Shattering the Façade: The Burgeoning Oil Cities of the Middle East
To the casual onlooker, the new, exploding cities of the Middle East, such as Dubai, are 21st century marvels that defy the growth patterns of traditional Western cities. The sleek architecture coupled with the finest contemporary construction materials leave the impression that these new cities will eclipse New York and London as the financial hubs of the world within the next few years.
Spending billions of dollars a year on real estate projects, Dubai has created landmarks, from the Palm and World Islands to the most expensive horseracing complex in the world. These structures instill awe across the four corners of the earth. But at what cost?
Financial Instability
As the world entered into a global economic crisis beginning in 2007, massive financial institutions in New York went bankrupt. Today, however, the city has largely recovered. The US government’s ability to secure hundreds of billions of dollars to aid businesses suffering from financial losses has allowed New York to regain large portions of the jobs it lost just five years ago and to re-stabilize the financial sector.

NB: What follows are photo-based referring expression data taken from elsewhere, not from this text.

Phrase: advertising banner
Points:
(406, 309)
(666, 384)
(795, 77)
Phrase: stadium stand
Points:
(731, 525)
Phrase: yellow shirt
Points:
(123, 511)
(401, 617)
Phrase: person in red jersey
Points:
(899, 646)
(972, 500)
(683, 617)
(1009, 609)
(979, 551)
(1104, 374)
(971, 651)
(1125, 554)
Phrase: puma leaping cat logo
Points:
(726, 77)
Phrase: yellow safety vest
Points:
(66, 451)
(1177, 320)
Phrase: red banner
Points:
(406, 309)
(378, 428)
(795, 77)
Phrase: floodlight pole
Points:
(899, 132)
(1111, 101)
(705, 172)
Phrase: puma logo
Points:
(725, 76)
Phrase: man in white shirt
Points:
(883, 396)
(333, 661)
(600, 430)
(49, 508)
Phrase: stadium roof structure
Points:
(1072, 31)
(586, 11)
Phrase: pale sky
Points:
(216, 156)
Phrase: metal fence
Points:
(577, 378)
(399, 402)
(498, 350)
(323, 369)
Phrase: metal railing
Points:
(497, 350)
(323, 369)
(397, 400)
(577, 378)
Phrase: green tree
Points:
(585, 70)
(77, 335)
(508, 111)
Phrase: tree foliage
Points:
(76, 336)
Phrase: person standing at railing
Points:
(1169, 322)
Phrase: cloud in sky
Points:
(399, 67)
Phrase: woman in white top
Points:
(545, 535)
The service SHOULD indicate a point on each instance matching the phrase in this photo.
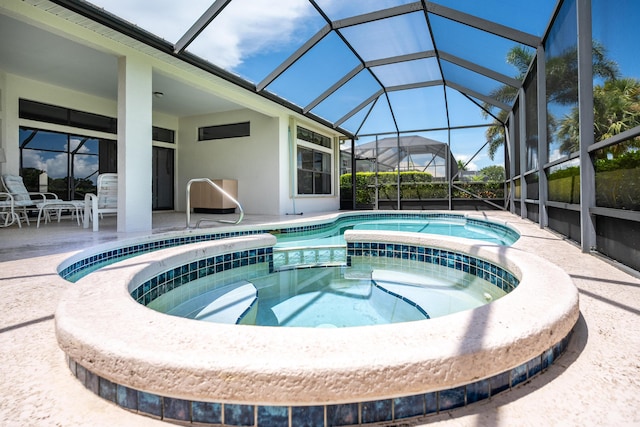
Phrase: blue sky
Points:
(252, 37)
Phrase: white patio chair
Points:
(24, 200)
(8, 214)
(106, 201)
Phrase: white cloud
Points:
(242, 29)
(248, 27)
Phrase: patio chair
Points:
(106, 201)
(25, 201)
(8, 214)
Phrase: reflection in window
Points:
(314, 162)
(616, 91)
(69, 162)
(564, 182)
(562, 79)
(531, 105)
(618, 176)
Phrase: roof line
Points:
(484, 24)
(200, 24)
(472, 66)
(315, 39)
(377, 15)
(484, 98)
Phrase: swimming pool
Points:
(308, 233)
(182, 370)
(369, 293)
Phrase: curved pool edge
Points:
(101, 328)
(84, 260)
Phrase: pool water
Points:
(443, 227)
(337, 297)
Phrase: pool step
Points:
(221, 305)
(284, 258)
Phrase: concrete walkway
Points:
(596, 382)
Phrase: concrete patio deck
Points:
(596, 382)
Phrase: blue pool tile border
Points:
(387, 410)
(486, 270)
(74, 271)
(173, 278)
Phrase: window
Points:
(163, 135)
(314, 162)
(71, 162)
(64, 116)
(234, 130)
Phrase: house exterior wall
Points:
(253, 160)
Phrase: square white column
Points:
(134, 145)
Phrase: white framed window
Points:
(314, 162)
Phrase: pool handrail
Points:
(224, 193)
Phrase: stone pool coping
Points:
(99, 326)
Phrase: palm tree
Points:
(562, 84)
(616, 106)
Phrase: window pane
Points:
(305, 159)
(564, 182)
(531, 104)
(618, 176)
(562, 82)
(313, 137)
(305, 182)
(616, 101)
(322, 183)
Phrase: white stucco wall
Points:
(253, 161)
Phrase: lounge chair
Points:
(106, 201)
(8, 214)
(25, 201)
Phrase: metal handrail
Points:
(224, 193)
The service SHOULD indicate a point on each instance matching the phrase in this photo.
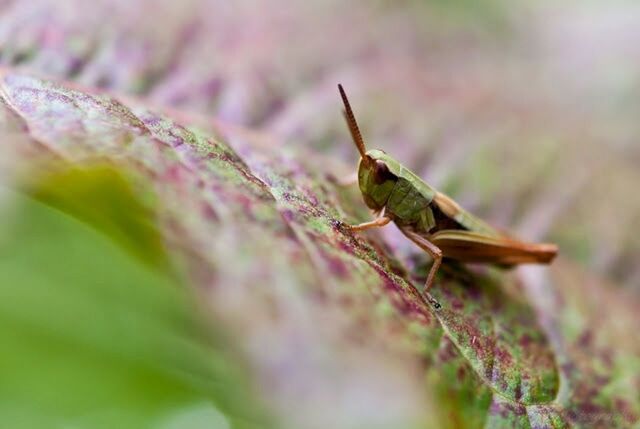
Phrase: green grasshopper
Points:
(429, 218)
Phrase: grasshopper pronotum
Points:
(429, 218)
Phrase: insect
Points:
(432, 220)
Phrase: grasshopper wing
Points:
(467, 246)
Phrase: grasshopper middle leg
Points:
(435, 253)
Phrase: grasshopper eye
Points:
(381, 172)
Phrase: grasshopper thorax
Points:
(375, 179)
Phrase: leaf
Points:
(326, 319)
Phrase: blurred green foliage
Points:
(95, 337)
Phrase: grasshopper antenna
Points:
(353, 126)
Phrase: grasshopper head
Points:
(374, 176)
(375, 179)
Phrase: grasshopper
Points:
(432, 220)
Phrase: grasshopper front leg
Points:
(435, 253)
(376, 223)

But, what if the government and the massive corporations were one and the same? In Dubai, the state owns or controls various multi-billion dollar companies in fields ranging from real estate to energy. In 2009, Dubai World, a state owned entity, announced it would need to restructure its debt, spreading fear across the financial markets that it is liable to default on its debt of approximately $60 billion. Stock prices plummeted globally and the dream of the rapid growth city was destroyed.
Despite the massive luxury real estate projects, the emirate has failed to maintain other aspects of its economy. Massive areas of undeveloped and vacant properties provide evidence of the need for infrastructure improvements. In June 2013, the Emirate was actively selling off its assets in order to repay the $30 billion in loans, due by the end of the year.
Labor Force Disparity
While Dubai allows its companies to develop new projects because of its large annual growth, the migrant laborers building these projects face strict and abusive working conditions. Over one million migrant laborers make up 95 percent of the Emirate’s entire labor force. 45 percent of these migrant workers are employed in manufacturing and construction, with other significant portions in transportation and the real estate trade. Only 3.5 percent of the citizen emirate labor force of 52,783 (2011) work in the manufacturing and construction industries, while 61 percent are in public administration, and 9 percent are in the financial information sector.

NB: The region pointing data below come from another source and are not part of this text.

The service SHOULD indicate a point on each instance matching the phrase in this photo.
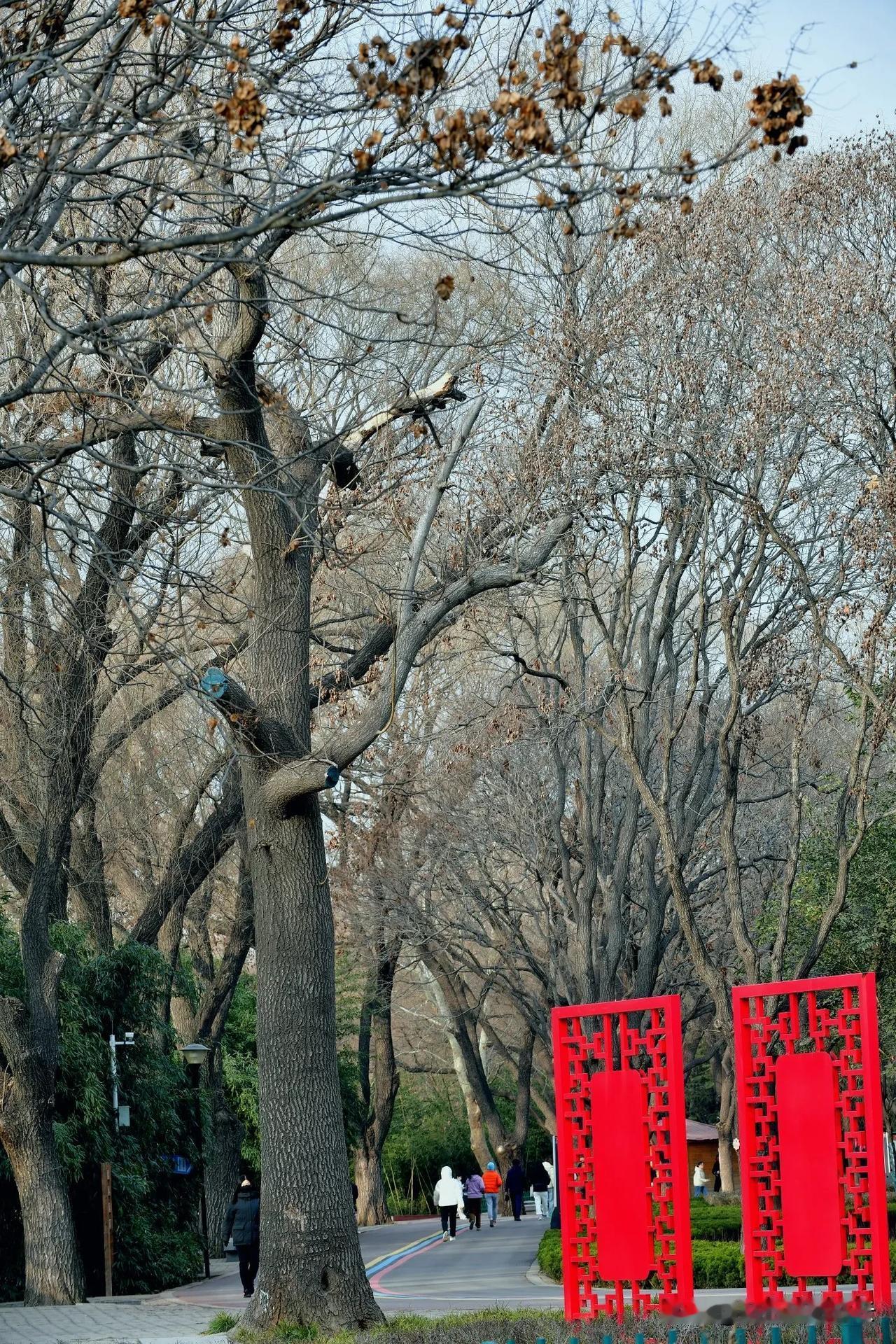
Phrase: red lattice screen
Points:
(812, 1160)
(622, 1179)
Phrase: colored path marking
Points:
(382, 1266)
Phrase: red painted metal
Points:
(812, 1203)
(622, 1158)
(812, 1161)
(620, 1126)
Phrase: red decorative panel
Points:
(622, 1177)
(618, 1126)
(809, 1158)
(812, 1156)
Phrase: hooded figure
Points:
(492, 1182)
(448, 1195)
(700, 1180)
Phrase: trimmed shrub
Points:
(718, 1264)
(551, 1254)
(715, 1222)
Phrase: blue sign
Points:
(181, 1166)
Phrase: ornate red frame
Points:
(812, 1158)
(618, 1227)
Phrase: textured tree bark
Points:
(379, 1085)
(311, 1261)
(727, 1112)
(311, 1269)
(54, 1275)
(222, 1167)
(372, 1205)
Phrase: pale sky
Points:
(837, 31)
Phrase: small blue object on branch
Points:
(214, 683)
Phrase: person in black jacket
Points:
(514, 1187)
(241, 1222)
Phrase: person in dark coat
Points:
(241, 1222)
(514, 1186)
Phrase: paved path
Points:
(409, 1265)
(124, 1322)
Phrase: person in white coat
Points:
(700, 1182)
(448, 1196)
(551, 1196)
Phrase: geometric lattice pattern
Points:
(648, 1225)
(837, 1016)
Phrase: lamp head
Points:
(195, 1053)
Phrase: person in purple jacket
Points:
(473, 1193)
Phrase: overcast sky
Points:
(836, 33)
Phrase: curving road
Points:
(414, 1270)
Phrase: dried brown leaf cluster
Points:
(561, 65)
(778, 108)
(290, 17)
(458, 139)
(424, 71)
(137, 10)
(245, 115)
(7, 151)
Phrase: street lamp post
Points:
(195, 1054)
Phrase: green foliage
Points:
(429, 1130)
(124, 990)
(551, 1254)
(715, 1222)
(718, 1265)
(222, 1323)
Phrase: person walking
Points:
(492, 1183)
(540, 1193)
(548, 1168)
(473, 1193)
(516, 1189)
(700, 1182)
(241, 1222)
(448, 1196)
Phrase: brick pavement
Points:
(128, 1322)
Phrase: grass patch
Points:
(288, 1332)
(220, 1324)
(551, 1256)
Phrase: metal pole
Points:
(115, 1078)
(105, 1183)
(203, 1210)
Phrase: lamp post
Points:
(195, 1054)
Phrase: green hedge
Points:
(551, 1254)
(715, 1222)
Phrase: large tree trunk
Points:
(379, 1082)
(54, 1273)
(727, 1114)
(222, 1167)
(372, 1206)
(311, 1270)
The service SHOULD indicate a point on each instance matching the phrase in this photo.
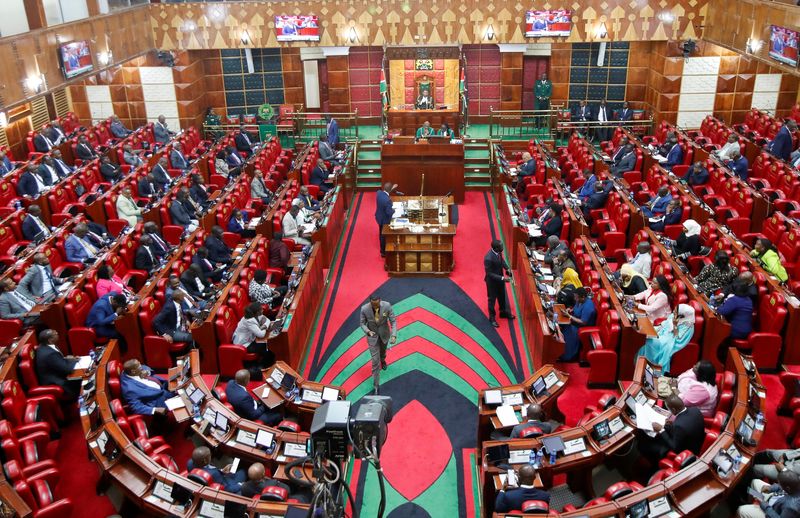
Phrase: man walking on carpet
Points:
(376, 318)
(494, 265)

The income gap between the two groups in Dubai is shocking. In Dubai, 64.5 percent of migrant workers earn less than $816 a month and 86 percent earn less than $2724 a month. Comparatively, 9 percent of emirate workers make less than $2724, 60 percent earn between $2725 and $5994, and 20 percent of workers earn more than $7084 a month. This massive disparity in wages and wealth are a growing trend in the Gulf region in the mega cities of the Middle East.
Abusive Working Conditions
The wage gap can also be seen in the areas where the laborers live, as the poorer workers live in hastily-constructed housing projects of poor quality. Human Rights Watch, an international rights charity, has discovered deplorable working conditions in the region, repeatedly finding abusive and unsafe work environments. In addition, the companies owned by the government of Dubai, have been known to refuse to pay wages and withhold the travel documents of workers. Employees are often forced to stay and work for the company, no matter how abhorrent the conditions.

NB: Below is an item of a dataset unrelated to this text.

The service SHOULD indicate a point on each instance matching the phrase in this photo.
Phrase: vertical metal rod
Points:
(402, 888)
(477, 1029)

Unions, other collective bargaining groups, and strikes are forbidden in Dubai and can be punishable with jail time or deportation. Although migrant workers outnumber the emirate workers in Dubai by 24 to 1, they have no political power; as a result, the working conditions of the common worker have not improved.
So, as the world continues to marvel at cities like Dubai, will the international community, in the near future, see it emerge as a powerhouse similar to New York or as a playhouse for the wealthy like Monte Carlo, where there is a migrant labor force of 98 percent who face similar wage disparities? If the Emirate of Dubai continues its exponential growth in population and in the real estate sector, what type of city will appear? New York or Monte Carlo? The economic hub or the party city?
Perhaps it will be a new type of city. A city that has a strong business sector, yet remains inaccessible to the vast majority of population that derives its livelihood from the city. Dubai, perhaps in the future, is poised to fill the role of this new hybrid city, but presently, it contains many more similarities to Monte Carlo than New York.